Sometimes, book covers will tempt readers with a promise to take them along on a journey to “exotic” and “faraway” places. I recently found an entire section in Barnes & Nobles dedicated to “Escapist Fiction.” But if your body is already in motion, is the process of being transported from one place to another that simple and effortless? I imagine my fictive doppelganger stopping in her tracks, reorienting her body, and starting to walk towards the proposed direction with a sheepish grin on her face. That is, at least, how I feel when picking up a book about travel or migration.

Lately, I have been musing over how positionality affects my reading of Korean American literature while attempting to make sense of the winding path I found myself thrusted onto. During most part of the year, I stay in the United States.
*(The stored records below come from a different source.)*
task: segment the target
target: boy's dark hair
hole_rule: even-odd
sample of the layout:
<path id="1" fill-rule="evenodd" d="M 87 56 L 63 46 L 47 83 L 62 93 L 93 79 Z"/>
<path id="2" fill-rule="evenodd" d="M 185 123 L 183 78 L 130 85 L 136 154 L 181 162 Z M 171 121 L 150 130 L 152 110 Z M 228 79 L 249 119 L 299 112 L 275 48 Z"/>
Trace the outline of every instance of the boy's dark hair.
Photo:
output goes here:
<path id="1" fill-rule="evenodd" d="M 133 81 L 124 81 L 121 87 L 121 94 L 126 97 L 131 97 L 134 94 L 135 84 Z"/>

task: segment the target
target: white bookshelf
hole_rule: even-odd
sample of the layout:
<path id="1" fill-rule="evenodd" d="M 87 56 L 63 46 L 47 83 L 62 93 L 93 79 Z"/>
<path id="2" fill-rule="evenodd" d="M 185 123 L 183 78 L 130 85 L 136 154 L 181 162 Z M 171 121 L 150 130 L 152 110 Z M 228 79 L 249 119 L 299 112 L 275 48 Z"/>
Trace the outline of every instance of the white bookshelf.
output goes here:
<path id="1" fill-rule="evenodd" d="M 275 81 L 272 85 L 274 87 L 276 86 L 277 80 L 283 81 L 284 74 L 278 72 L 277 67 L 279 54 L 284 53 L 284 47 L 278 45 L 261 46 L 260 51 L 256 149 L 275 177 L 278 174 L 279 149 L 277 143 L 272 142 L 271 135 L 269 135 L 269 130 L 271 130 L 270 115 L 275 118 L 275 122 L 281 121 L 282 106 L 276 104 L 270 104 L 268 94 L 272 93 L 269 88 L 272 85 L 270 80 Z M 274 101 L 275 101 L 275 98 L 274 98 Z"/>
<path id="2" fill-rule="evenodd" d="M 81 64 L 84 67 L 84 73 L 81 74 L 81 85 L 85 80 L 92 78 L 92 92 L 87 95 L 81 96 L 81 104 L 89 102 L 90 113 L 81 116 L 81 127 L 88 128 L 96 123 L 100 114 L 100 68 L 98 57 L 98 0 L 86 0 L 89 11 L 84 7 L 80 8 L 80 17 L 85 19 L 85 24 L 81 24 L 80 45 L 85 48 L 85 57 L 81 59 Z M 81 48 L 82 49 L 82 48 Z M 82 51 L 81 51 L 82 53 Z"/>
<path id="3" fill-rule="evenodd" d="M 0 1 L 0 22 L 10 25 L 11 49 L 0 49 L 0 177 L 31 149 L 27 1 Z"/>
But I return home to Seoul every summer like clockwork. So, I consider myself a long-distance migratory bird that follows a regular rhythm of seasonal movements. The word “summer” or yeoreum evokes a distinct set of memories replete with bodily sensations: knees buckling as I stand for hours in the immigration line at the airport, fingers getting squashed against backpacks and totes on subways, toes threatening to slip out of sandals in the onslaught of monsoon rain, and skin tingling from the heat radiating off the asphalt covered roads. Spring, fall, and winter, however, are not marked in the same manner. They bring up a disarray of memories that do not meld into variations on a single note.


Theresa Hak Kyung Cha’s Exilee is a poem sequence that describes the flight in terms of the sixteen time zones that separate San Francisco from Seoul. It traces, in reverse, the route through which I first came to the United States as did many other migrants both temporary and permanent. Poetry, unfortunately, do not compute in my head as prose does. But nonetheless, poems the collection left me with intense feelings, which I nursed like a cup of tea that is too hot to drink right away.